2025-05-16 13:06:28 -07:00
Mateusz Mandera
61b6e823b6 slack: Don't create duplicate reactions.
Just like in the prior commit we add similar code in `get_subscription`,
here we do this for reactions. If two Slack accounts, which will be
merged into one Zulip account, posted the same emoji reaction to a
message, we need to avoid duplication.
2025-05-16 13:06:28 -07:00
Mateusz Mandera
86f17026ac slack: Don't create duplicate subscriptions.
In 1517601e9d we added merging of accounts
with the same email address; but didn't prevent duplication of
subscriptions when two Slack accounts, merged into one Zulip account,
belong to a channel.
2025-05-16 13:06:28 -07:00
userAdityaa
354a16fb0a migration: Rename 'populate_db' Client to 'ZulipDataImport'.
This commit:

* Creates a migration to rename any existing Client with
name="populate_db" to "ZulipDataImport".
* Updates populate_db.py to use ZulipDataImport for new
message creation

These changes should make code to identify imported messages
considerably more readable.

Fixes #33909.
2025-05-08 12:18:34 -07:00
PieterCK
a228699108 slack_incoming: Use Slack text reformatters from data import.
This commit updates the Slack incoming webhook endpoint to use the same
Slack reformatting functions (`convert_to_zulip_markdown` and
`replace_links`) that are used for Slack data import and cleaning up any
duplicative functions.

This was previously not possible because the Slack reformatting regex in
`slack_message_conversion.py` could not handle these cases:

- Formatting applied to non-ASCII characters (e.g., emoji).
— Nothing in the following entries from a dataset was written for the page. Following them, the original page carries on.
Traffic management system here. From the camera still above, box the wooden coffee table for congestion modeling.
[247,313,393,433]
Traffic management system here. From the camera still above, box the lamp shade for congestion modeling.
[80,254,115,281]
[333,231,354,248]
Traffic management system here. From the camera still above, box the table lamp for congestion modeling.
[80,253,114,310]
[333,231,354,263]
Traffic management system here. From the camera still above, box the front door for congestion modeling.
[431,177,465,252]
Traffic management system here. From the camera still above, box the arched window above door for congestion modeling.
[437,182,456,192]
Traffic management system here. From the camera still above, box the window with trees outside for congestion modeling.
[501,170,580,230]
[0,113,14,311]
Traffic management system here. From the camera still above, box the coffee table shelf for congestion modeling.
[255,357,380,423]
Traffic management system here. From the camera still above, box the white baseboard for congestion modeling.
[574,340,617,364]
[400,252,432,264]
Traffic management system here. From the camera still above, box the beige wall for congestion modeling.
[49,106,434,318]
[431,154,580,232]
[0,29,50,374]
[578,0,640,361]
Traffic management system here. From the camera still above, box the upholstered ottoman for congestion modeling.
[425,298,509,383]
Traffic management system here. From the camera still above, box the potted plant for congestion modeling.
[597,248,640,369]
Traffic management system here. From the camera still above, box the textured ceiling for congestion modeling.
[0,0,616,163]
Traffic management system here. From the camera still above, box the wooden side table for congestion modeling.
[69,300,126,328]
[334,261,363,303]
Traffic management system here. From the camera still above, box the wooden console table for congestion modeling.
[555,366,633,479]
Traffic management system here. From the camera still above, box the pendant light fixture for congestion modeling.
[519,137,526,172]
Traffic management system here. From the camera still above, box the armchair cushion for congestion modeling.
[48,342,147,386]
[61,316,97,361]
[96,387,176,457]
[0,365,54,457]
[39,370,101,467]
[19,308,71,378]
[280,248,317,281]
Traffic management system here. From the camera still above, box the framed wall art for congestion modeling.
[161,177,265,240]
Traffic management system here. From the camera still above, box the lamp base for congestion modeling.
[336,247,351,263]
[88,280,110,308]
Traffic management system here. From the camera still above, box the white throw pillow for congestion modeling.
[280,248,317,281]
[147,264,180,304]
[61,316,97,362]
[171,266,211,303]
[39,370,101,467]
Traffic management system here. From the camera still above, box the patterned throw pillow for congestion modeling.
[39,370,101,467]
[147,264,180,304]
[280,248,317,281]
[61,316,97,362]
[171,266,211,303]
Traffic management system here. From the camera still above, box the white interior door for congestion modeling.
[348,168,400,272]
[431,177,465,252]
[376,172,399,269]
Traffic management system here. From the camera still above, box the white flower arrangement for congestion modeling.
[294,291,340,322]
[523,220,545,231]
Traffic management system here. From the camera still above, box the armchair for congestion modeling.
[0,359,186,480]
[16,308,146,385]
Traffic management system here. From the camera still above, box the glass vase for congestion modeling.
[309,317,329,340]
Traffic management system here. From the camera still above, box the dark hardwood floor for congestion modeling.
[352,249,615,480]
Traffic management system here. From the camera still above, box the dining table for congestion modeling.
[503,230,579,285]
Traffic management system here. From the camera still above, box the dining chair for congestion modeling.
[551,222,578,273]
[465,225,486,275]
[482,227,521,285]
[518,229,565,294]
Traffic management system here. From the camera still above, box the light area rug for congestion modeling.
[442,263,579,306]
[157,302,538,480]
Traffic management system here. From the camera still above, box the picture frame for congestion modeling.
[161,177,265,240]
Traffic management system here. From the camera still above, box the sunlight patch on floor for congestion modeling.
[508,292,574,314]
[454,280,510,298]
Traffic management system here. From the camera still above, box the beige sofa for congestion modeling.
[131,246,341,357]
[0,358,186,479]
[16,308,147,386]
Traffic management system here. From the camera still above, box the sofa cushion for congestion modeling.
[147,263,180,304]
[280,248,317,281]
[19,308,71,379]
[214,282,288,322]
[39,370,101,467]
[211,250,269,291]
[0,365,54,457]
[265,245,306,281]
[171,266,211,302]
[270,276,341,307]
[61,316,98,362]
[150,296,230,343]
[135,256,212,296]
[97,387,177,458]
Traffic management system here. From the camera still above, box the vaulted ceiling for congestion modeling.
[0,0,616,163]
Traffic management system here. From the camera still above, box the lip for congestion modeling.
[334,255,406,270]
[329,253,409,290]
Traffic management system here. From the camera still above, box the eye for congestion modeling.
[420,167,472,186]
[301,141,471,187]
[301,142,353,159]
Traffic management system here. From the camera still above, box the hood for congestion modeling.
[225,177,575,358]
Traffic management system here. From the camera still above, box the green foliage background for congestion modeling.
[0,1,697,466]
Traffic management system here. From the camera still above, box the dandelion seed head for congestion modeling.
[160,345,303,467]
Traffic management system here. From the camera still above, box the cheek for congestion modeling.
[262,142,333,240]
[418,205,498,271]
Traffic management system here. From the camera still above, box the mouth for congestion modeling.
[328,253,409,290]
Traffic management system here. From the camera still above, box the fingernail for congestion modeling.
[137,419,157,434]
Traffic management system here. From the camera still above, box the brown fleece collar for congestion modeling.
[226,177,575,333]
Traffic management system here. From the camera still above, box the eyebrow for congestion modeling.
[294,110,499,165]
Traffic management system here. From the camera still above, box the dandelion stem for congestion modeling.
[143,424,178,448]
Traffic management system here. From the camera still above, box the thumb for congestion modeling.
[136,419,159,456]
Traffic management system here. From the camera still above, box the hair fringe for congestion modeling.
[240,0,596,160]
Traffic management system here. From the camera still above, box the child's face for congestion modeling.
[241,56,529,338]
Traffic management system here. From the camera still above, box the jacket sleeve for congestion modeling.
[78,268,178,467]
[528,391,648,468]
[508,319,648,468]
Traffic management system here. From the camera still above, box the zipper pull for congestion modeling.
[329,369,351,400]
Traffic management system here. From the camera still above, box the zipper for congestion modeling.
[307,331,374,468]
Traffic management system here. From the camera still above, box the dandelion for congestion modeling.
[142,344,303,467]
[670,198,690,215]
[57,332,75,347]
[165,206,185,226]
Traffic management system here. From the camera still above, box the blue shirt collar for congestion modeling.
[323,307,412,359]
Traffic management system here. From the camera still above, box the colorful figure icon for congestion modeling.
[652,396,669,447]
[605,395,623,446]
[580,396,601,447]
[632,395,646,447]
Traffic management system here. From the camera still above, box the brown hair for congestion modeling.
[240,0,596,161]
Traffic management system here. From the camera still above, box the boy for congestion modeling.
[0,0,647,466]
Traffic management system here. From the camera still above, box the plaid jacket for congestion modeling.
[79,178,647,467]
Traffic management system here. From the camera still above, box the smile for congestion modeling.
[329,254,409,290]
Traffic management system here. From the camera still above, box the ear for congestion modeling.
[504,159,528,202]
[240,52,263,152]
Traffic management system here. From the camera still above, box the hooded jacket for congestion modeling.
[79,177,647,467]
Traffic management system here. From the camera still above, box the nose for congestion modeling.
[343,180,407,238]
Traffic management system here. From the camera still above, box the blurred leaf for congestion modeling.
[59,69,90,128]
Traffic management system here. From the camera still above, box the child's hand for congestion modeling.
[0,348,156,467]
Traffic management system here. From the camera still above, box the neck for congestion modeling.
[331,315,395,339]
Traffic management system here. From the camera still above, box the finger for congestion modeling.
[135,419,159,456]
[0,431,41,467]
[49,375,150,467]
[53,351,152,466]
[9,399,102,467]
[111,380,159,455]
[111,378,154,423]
- Formatted strings separated by exactly one character.

- Formatted strings appearing immediately after a new line.

Fixes part of #31162.
2025-04-28 20:49:10 -07:00
PieterCK
c018911c5b slack_regex: Fix overlapping capture groups.
The Slack text regexes match specific characters before and after the
formatted string to ensure that they only match at word boundaries.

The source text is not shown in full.